Salgın 1 Aralık 2019’da Vuhan’da başlamıştı. Birinci haftalarda bu virüs hakkında çok az şey biliniyordu. Bugün her mevzuda bilgi sahibiyiz. Bilim, virüse karşı üstünlük elde etti. Aşı konusunda atılan adımlar uygarlığın yüz akı oldu.
Dünyada kullanımda olan yedi farklı aşı var. Türkiye büyük bir yarışın olduğu aşı tedariği konusunda en süratli davranan ülkedir. Çin’deki üreticiyle 50 milyon dozluk aşı mutabakatını Kasım ayında yaptık.
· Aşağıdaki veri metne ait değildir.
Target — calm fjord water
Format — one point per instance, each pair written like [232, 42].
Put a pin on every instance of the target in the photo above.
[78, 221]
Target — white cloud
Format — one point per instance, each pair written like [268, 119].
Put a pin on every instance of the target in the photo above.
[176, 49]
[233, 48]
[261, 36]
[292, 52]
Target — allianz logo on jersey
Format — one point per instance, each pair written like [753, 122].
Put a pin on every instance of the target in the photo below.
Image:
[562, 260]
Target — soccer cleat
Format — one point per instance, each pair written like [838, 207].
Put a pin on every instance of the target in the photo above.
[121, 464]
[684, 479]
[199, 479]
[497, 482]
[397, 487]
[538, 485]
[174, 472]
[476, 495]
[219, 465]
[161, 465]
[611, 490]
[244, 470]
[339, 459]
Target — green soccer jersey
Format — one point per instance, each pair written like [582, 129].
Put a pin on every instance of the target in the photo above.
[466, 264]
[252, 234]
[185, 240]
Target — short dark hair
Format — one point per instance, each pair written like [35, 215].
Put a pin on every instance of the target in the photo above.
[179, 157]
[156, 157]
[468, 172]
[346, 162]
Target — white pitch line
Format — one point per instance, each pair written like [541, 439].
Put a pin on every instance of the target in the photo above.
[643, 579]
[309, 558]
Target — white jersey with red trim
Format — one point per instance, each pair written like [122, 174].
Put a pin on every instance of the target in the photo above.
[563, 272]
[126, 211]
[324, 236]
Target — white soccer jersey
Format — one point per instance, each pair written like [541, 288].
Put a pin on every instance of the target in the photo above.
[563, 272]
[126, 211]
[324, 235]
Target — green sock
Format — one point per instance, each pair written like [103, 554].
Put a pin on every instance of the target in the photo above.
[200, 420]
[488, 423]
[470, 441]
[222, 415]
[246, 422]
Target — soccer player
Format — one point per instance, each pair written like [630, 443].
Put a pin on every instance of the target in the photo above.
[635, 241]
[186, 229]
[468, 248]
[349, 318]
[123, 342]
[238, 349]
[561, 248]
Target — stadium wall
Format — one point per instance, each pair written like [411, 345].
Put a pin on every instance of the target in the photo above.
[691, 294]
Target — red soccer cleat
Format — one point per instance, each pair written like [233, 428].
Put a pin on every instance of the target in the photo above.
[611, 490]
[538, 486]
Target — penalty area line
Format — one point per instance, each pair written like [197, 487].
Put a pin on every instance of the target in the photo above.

Siparişin birinci kısmını Aralık sonunda teslim aldık. Toplam 130 milyon doz aşı için iki farklı üreticiyle anlaştık. Başından beri üç başka üreticiyle de görüşüyoruz. Bugün 10 milyon dozdan fazla aşı uygulandı. Yerli aşıyla ilgili gelişmeleri de nizamlı olarak bildiriyorum, çok yakında 5 yerli aşı adayımız daha insan çalışmalarına başlayacak, yakın gelecekte kendi aşılarımızı kullanacağız.
“50 milyonluk kısmının aşısını sonbahardan evvel yaparsak kabul olmaktan çıkacak”
Koronavirüs kısa bir vakit zarfında grip üzere sıradan hastalık haline gelmeyecek fakat 2020’ye çöken kabus 2021’de birebir halde devam etmeyecek. Planladığımız üzere nüfusun 50 milyonluk kısmının aşısını sonbahardan evvel yaparsak, salgın üzerimizde ağır baskı olmaktan çıkacak. Kuvvetle umut ediyorum, dünya ölçeğinde verilen bu savaşta muvaffakiyet gösterilen birinci cephelerden biri bu ülke olacak. Maskeleri tanımadığımız, yakın durmanın yakınlık sözü olduğu günlere geri dönmeyi tam vaat edemem lakin oraya yanlışsız yürüdüğümüzü görüyoruz.